The first day of each Olympics generates more data than the entire previous Games, according to MarkLogic, a data software specialist that is providing the BBC and the Press Association with a way of processing data on the games.
The firm has built a database to manage the unstructured information and data in a variety of forms, including images, video and text, generated by the publishers.
The database will "manipulate in real-time the enormous volumes of data that will be generated during the Olympics", John Pomeroy, MarkLogic's vice president for Europe told Journalism.co.uk.

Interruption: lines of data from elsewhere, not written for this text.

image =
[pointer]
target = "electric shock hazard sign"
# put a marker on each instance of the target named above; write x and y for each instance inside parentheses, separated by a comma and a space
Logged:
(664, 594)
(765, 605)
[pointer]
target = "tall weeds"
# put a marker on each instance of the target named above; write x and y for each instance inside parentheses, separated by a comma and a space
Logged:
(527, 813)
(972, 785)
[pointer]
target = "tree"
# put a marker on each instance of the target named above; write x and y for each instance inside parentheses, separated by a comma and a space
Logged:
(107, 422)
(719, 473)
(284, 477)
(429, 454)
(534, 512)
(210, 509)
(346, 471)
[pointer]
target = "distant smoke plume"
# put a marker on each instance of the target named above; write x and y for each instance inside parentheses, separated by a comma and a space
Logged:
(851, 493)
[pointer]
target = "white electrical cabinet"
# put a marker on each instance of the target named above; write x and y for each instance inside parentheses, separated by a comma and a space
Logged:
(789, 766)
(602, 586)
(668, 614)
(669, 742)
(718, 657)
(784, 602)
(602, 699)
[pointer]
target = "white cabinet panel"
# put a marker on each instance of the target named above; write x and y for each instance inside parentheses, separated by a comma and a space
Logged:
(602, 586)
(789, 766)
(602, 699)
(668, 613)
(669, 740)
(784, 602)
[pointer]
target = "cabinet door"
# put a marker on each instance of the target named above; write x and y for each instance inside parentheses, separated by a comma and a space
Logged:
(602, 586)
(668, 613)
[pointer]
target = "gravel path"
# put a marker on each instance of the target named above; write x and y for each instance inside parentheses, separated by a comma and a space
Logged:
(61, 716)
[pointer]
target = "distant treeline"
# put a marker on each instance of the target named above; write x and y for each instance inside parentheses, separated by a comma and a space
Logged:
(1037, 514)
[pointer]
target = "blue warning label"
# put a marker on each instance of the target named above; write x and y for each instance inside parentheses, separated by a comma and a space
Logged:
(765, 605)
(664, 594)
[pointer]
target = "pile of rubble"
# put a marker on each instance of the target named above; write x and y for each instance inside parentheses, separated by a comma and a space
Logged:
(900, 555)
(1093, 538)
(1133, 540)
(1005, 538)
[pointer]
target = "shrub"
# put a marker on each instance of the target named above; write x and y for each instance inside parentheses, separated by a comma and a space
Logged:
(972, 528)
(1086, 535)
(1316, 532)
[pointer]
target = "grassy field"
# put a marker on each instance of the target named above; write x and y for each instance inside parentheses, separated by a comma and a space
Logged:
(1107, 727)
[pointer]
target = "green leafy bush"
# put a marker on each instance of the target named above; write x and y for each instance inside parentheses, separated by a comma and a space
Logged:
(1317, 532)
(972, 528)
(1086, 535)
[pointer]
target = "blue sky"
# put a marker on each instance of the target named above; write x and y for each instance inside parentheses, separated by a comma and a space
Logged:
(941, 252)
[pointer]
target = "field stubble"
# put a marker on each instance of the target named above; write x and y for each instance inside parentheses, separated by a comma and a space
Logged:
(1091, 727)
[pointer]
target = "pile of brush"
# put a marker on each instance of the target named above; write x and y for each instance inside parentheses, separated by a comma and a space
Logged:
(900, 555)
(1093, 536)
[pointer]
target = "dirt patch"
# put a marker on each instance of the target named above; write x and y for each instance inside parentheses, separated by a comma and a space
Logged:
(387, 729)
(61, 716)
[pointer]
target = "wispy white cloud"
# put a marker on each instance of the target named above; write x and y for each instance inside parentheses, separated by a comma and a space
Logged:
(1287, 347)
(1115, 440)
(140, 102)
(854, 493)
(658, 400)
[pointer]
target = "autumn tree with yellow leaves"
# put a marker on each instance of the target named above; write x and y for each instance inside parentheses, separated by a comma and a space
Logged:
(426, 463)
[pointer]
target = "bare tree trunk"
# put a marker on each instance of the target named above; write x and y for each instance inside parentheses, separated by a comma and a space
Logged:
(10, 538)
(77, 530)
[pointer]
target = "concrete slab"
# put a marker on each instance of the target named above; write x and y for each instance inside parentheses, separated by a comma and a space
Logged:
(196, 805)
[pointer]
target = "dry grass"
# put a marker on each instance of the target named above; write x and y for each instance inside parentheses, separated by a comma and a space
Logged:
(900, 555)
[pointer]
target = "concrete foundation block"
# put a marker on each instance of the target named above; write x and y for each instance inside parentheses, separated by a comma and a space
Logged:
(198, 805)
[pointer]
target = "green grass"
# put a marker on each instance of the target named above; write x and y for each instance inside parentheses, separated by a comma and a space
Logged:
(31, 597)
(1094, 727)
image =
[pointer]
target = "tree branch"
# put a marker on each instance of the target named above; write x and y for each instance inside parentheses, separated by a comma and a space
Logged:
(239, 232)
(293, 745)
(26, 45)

Pomeroy said the software firm had been approached by the BBC and PA for a system that would allow them to "manage the speed of ingest of the data and the number of enquiries", plus the "shear volume of information that they were expecting from an editorial and a results data perspective".
Pomeroy added that the outlets were also looking at it from a business process perspective, "trying to automate where pieces of correspondence should reside on their site automatically".
There are two objectives, Pomeroy explained, the first to provide the technology to cope with the rate of ingest of the data and secondly, to "re-architect" the workflow "so that as correspondents are writing about a particular subject, whether that's an athlete or a team or a country, the system can look at that, analyse it and identify where that should appear in the various places on their online presence, which may well look different on tablet and on their website".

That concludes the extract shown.